The Mudcat Café TM
Thread #63818   Message #1039631
Posted By: wysiwyg
22-Oct-03 - 09:40 AM
Thread Name: Backup Fiddle Playing
Subject: RE: Backup Fiddle Playing
Well, there seem to be different backups for different styles. Seems to me the best start would be to do a lot of careful listening, and watch other players, so you can start hearing your part in your head. Don't limit your listening to what the fiddler is doing-- listen to all the parts, because it may be that what the guitar player is doing as a turnaround or fill might suggest a direction. Or the part you might play might be played, on a recording, by any number of other instruments, especially if the lineup did not include a fiddle.

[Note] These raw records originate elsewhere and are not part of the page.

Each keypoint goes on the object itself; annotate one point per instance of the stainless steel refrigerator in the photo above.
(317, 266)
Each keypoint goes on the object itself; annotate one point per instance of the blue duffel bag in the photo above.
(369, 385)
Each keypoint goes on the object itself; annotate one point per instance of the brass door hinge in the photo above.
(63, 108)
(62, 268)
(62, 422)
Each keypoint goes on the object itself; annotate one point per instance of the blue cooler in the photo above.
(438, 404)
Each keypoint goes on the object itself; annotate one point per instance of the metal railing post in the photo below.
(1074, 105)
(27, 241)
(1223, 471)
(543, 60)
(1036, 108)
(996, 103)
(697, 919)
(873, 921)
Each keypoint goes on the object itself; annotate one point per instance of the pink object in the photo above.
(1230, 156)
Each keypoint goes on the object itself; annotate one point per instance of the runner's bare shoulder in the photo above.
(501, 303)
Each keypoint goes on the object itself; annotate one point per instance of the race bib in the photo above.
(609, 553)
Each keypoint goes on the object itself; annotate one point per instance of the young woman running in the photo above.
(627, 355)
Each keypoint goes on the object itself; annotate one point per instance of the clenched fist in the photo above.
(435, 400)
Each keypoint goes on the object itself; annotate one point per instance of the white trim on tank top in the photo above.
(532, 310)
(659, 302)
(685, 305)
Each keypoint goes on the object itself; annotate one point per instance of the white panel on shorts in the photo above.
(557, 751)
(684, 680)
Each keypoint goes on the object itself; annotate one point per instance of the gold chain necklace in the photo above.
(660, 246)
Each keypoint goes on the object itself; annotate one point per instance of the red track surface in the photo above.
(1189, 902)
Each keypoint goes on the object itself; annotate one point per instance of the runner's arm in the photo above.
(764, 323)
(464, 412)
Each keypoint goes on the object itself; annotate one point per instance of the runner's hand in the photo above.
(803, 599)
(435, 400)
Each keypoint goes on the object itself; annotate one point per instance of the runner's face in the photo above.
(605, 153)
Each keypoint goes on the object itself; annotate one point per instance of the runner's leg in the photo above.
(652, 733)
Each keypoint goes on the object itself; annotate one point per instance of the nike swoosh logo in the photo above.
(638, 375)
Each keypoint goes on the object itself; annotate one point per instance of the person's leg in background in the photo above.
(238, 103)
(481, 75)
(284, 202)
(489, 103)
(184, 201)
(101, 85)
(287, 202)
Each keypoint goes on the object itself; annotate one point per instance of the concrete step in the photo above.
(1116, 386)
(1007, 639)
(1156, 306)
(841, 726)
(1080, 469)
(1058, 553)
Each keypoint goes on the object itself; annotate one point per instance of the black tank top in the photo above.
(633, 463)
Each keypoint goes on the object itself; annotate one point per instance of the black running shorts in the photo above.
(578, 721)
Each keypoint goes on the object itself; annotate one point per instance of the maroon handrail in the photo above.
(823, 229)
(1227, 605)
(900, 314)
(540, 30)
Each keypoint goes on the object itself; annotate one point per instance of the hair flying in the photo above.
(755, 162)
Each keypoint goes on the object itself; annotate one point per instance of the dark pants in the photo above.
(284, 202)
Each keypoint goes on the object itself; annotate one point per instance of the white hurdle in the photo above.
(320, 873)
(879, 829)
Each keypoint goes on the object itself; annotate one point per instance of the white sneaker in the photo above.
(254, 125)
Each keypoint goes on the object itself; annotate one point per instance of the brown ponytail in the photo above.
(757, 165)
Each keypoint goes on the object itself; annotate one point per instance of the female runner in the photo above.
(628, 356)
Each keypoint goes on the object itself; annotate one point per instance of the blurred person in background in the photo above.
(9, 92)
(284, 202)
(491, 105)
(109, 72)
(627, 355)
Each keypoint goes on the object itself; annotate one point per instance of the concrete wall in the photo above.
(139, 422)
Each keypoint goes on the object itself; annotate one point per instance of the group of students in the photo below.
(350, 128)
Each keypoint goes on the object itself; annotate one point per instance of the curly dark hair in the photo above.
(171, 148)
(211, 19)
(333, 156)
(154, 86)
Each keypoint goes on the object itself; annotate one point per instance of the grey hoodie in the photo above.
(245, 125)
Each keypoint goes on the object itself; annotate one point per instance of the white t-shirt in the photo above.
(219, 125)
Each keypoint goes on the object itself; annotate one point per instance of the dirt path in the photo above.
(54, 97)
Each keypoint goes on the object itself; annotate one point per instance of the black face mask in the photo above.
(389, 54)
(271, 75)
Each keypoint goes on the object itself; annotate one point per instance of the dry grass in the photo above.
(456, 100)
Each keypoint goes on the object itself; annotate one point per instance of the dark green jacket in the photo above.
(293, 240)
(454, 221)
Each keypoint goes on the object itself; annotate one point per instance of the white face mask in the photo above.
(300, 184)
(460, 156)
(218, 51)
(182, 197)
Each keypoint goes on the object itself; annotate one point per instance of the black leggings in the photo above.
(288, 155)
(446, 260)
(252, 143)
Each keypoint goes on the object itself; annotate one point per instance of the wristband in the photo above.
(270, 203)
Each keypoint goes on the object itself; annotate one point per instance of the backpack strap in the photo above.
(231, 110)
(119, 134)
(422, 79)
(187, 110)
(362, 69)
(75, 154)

It may also be that the person playing lead can suggest what they might like you to provide. I know that in our gospel band, which I sort of quarterback, developing a common language was required first before Hardi could add what I was hearing in my head.

A good model for hearing and finding good side parts in trad tunes is Barry Taylor's MIDI tunebook, online. His arrangements of trad tunes are wonderful, and the parts vary from full harmony accompaniment to very spare, restrained ornaments. You can open and print these with any notation program (MidiNotate & Noteworthy Composer are simple), listen to the parts together or separately, and find a line that suits you or improvise around the melody, and so forth. Speed is adjustable so that you can noodle around to what works, before the tune has flashed by and ended. You can also experiment with DT and Mudcat MIDI tunes.